En efecto, el fallo en referencia reconoce un procedimiento establecido en la Ley, al desconocer el que señala la Comisión de Arbitraje Permanente, en el capítulo XII artículos 88, 89, 90, 91 y 92 de la Convención Colectiva de Trabajo suscrita entre la Unión Sindical Obrera (USO) y la Empresa Colombiana de Petróleos ECOPETROL. La violación concreta del procedimiento que señala el artículo 139 del Código de Procedimiento Laboral y el Decreto número 2027 de 1952 ha constituido el medio por el cual se quebrantaron los respectivos conceptos sustanciales y que ha constituido el agravio que ha sufrido una de las partes por aplicación indebida, al darle validez al acta de conciliación aprobada por un Funcionario que es parte de la Comisión Arbitral Permanente y que no tenía competencia por tener funciones constantes (Tribunal Supremo del Trabajo auto de mayo 5/50) que dice…”.
“Cargo Tercero.
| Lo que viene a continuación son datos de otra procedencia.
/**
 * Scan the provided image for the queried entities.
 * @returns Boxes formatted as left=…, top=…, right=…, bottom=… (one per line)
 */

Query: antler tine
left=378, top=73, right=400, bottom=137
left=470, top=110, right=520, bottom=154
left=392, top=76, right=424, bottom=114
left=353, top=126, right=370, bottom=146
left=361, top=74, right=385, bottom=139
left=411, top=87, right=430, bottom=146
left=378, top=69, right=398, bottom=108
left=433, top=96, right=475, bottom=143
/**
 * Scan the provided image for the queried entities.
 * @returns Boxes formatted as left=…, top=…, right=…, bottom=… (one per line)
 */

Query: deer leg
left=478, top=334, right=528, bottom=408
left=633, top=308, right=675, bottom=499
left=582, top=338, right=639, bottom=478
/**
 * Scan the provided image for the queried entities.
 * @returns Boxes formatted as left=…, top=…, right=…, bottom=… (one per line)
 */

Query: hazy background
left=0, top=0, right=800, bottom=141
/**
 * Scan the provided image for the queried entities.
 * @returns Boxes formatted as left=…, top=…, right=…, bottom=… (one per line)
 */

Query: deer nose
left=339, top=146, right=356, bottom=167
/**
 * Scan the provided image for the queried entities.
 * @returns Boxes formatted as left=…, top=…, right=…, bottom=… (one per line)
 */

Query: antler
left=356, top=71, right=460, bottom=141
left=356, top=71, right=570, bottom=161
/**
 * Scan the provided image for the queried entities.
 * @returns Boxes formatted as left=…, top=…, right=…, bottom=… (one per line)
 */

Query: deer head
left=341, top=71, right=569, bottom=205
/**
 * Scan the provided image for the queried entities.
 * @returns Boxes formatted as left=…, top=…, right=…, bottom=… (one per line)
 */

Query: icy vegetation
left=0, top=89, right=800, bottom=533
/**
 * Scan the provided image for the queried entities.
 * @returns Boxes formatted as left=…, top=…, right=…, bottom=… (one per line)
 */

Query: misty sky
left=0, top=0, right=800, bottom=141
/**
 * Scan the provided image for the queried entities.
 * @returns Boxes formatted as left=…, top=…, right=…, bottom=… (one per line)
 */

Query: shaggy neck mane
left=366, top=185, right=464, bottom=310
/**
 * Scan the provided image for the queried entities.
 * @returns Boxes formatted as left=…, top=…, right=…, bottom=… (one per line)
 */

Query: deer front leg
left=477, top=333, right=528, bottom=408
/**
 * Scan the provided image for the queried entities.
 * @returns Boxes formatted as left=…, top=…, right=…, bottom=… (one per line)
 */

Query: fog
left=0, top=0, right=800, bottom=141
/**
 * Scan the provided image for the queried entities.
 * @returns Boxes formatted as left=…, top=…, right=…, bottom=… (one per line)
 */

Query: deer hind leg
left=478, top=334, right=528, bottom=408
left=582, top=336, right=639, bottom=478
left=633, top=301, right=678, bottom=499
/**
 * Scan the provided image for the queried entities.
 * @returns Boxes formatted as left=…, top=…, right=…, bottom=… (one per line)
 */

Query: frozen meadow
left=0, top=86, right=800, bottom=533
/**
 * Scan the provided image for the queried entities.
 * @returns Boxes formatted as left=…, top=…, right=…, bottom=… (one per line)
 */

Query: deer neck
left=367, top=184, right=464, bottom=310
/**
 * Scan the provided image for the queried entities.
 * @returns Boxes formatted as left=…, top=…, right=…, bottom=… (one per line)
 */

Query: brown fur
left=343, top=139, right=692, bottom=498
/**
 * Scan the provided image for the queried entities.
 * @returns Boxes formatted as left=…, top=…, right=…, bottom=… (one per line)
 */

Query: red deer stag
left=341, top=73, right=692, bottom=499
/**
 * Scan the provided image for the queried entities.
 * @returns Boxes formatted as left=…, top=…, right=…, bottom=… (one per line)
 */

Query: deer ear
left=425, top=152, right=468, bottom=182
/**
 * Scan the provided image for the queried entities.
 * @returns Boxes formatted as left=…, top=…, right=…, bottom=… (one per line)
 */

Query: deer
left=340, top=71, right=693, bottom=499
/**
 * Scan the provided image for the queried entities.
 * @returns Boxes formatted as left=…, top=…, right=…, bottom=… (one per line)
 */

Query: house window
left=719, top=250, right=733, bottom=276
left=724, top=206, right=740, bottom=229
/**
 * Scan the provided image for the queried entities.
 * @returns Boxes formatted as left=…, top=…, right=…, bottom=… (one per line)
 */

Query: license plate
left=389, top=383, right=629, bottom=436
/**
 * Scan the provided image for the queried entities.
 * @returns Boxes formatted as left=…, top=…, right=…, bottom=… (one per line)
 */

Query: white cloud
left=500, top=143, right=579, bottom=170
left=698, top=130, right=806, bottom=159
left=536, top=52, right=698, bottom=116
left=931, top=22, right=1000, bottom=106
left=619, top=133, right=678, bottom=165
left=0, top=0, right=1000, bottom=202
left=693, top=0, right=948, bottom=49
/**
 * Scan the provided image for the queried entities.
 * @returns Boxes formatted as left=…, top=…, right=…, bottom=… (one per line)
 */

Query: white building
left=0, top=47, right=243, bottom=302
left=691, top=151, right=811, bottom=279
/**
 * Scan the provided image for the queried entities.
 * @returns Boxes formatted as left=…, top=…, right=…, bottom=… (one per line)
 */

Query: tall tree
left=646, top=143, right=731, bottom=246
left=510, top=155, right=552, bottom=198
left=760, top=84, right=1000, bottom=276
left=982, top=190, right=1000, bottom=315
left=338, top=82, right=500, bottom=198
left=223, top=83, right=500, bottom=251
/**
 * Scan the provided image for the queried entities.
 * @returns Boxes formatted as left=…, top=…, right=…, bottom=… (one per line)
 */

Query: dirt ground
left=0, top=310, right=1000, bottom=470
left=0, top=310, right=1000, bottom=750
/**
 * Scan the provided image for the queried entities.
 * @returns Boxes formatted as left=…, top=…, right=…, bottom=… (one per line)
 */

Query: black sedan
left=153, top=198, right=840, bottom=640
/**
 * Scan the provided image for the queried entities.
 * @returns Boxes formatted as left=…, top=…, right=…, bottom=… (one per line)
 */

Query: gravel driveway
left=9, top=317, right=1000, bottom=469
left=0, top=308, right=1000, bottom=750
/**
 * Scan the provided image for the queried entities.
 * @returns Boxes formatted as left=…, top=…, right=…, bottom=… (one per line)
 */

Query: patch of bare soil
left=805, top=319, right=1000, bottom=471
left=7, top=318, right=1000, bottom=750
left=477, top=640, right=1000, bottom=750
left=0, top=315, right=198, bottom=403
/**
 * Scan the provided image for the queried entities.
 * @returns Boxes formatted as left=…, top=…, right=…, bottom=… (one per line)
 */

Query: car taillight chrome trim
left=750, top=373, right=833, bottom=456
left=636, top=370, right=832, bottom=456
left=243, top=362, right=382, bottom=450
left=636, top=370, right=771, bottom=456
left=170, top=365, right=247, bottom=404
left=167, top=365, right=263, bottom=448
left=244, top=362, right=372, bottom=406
En la tramitación de los negocios a que se refiere el artículo anterior se seguirá el procedimiento señalado en la convención, pacto o fallo arbitral pertinente. En subsidio, se seguirá el procedimiento señalado en el capítulo XVII del Decreto 2158 de 24 de junio de 1948. Sentencia del 28 de octubre de 1960 (XCII, 961) y las posteriores a esa fecha que la han ratificado (sent. 11 de octubre, G.J., XCVII, 609).
“Cargo Cuatro. Por el motivo antes mencionado, el fallo ocurrido (Sic) por interpretación errónea, viola el debido proceso artículo 29 de nuestra Carta Política, al darse validez a un procedimiento no establecido en la Comisión de Arbitraje Permanente señalado en la Convención Colectiva de Trabajo ECOPETROL – USO, exclusivamente para ventilar las diferencias entre la Empresa y sus trabajadores sindicalizados, Acta de conciliación ante el Inspector de Trabajo de Tibú, Audiencia presidida por un funcionario que hace parte de la Comisión de Arbitraje Permanente.
Este cargo viola las normas procedimentales de Derecho, que establecen un Derecho concreto y una obligación correlativa, que contiene el vicio in judicando”. IV. LA REPLICA El opositor señala que no es cierto que debía aplicarse preferentemente el trámite arbitral previsto en la convención colectiva de trabajo, tanto es así que fue el mismo actor quien escogió demandar ante la jurisdicción laboral ordinaria.
Aduce que el hecho de que el funcionario administrativo laboral haga parte del Tribunal de Arbitramento consagrado en la convención colectiva de trabajo, no lo inhabilita para celebrar actas de conciliación, como la que se llevó a cabo entre las partes. Manifiesta que la demanda instaurada se tramitó sin violación al debido proceso, es decir, en su tramité se observó lo pertinente el C. de P.L. para los procesos ordinarios.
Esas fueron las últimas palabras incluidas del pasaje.